Printer Comparator: Inkjet Head-to-Head
Compare two or three inkjet printers side by side — running cost, ink system, speed, duplex, ADF and firmware lock, from the same data as our reviews.
Updated
Buyers decide inkjet printers in pairs — one machine against another, at a price they can see. So put two of ours side by side. The comparator reads the running-cost truth first: a cartridge machine wins at the till and loses at the ink shelf, while a refillable supertank does the opposite. Add a third to settle a close call. Every field is drawn from the same data as our reviews — change a pick and the comparison redraws instantly.
Pick your printers
The head-to-head
On running cost it is not close: the Epson refills from bottles while the Canon burns cartridges. Print weekly and the bottle-fed machine is the cheaper one to own inside the first year — the buried number that decides most of these matchups.
| Criterion | Epson Epson EcoTank ET-2803 | Canon Canon PIXMA TS6520 Wireless Color Inkjet Printer Duplex Printing | Printer C |
|---|---|---|---|
| Running cost | Low — bottle ink | High — the cartridge tax | |
| Ink system | Refillable tank | Cartridge | |
| Owner rating | 4.1 / 5 | 4.4 / 5 | |
| Functions | Print, Scan, Copy (color all-in-one) | Print, scan, copy, auto-duplex | |
| Connectivity | Wi-Fi, AirPrint, Epson Smart Panel app (no USB cable in box) | Dual-band Wi-Fi (2.4/5 GHz), AirPrint, Mopria | |
| Print speed | — | Up to 8.5 x 11 in, borderless | |
| Auto-duplex | No | Yes | |
| ADF | No | No | |
| Ink lock-in | Firmware / subscription lock | Open — aftermarket ink OK |
Read running cost first
The first row is the one that decides most of these matchups. A refillable supertank refills from bottles rated for thousands of pages, while a cartridge machine charges you again every few hundred — a replacement ink set on a budget all-in-one can approach the printer's own sticker. That is the same cost-per-page model the independent labs rank printers by; see RTINGS' cost-per-print testing for inkjet printers and Consumer Reports' inkjet running-cost testing. The comparator shows the tier, not a dollar figure — to put real numbers on your own volume, run the ink cost calculator.

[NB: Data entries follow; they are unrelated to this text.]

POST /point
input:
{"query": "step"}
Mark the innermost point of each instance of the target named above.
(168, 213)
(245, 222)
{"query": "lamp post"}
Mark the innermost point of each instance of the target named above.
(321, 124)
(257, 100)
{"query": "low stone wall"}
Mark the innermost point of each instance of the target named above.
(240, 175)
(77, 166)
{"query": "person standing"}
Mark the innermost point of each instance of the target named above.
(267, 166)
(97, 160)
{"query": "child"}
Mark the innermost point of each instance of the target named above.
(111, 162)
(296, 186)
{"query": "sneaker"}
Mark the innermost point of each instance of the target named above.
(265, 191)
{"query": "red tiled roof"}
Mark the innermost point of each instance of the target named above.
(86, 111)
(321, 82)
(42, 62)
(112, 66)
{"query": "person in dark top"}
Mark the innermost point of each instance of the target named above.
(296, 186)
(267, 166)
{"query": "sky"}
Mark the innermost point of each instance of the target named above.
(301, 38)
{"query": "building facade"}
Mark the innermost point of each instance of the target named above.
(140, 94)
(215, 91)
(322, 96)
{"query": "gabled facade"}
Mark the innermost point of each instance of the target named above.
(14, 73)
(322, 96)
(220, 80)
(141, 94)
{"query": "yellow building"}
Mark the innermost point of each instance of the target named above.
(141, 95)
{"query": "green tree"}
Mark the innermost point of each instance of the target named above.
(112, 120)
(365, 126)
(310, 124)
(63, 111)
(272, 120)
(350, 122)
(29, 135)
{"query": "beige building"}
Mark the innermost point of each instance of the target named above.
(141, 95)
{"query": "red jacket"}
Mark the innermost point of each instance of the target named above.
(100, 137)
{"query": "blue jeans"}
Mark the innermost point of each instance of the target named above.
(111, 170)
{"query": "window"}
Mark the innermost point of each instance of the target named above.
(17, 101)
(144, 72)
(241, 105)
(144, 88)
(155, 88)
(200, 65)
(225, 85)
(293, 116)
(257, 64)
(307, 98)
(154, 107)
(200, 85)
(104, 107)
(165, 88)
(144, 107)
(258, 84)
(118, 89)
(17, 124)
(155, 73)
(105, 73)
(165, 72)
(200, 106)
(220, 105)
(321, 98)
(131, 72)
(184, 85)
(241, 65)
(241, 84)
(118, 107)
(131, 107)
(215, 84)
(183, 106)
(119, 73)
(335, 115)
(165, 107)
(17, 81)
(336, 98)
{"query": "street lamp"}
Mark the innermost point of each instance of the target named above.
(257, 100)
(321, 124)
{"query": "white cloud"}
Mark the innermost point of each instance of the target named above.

One honest caveat the table cannot show: a supertank only earns its lower cost if you actually print. Leave one idle for weeks and the printhead dries, and the cleaning cycles waste the ink you saved. So the running-cost win assumes steady use — a page or two most days. Print twice a year and the cheap cartridge machine, or a mono laser, is the saner buy.
How the winner column works
A highlighted cell is the better pick on that single criterion, judged the way owners weight them. Lower running cost wins. The higher owner rating wins on reliability — the figure that exposes the Wi-Fi-setup and cartridge-validation failures that drag a printer's stars down, since one-star reviews across all four major brands cluster on setup and ink cost, not print quality. And an open ink system — one that takes aftermarket cartridges without a firmware block or subscription — wins the lock-in row, because freedom from Instant Ink and OEM ink locks is a first-class buying axis owners rage about, not a footnote.
Speed, functions, duplex and ADF are shown without a winner mark on purpose. A 20-page-per-minute office machine is not "better" than a slower photo printer if you print homework, and an ADF is dead weight unless you feed multi-page stacks. Read those rows against your own jobs. For the full picture behind any pick, the spec rows here trace back to each model's review, and the matchups themselves live on our comparison pages — the comparator is the fast filter, the review is the verdict.
When a third printer helps
Add Printer C when two machines tie on the row you care about. A common case: two supertanks land within a tenth of a star and both refill cheaply, so the decision drops to functions and ink-lock — a third candidate from a different brand often breaks that stalemate by being the only one with auto-duplex, or the only one without a subscription. Owner threads decide exactly this way, naming three models and arguing the split, so the comparator gives you the same three-up view rather than forcing a false binary.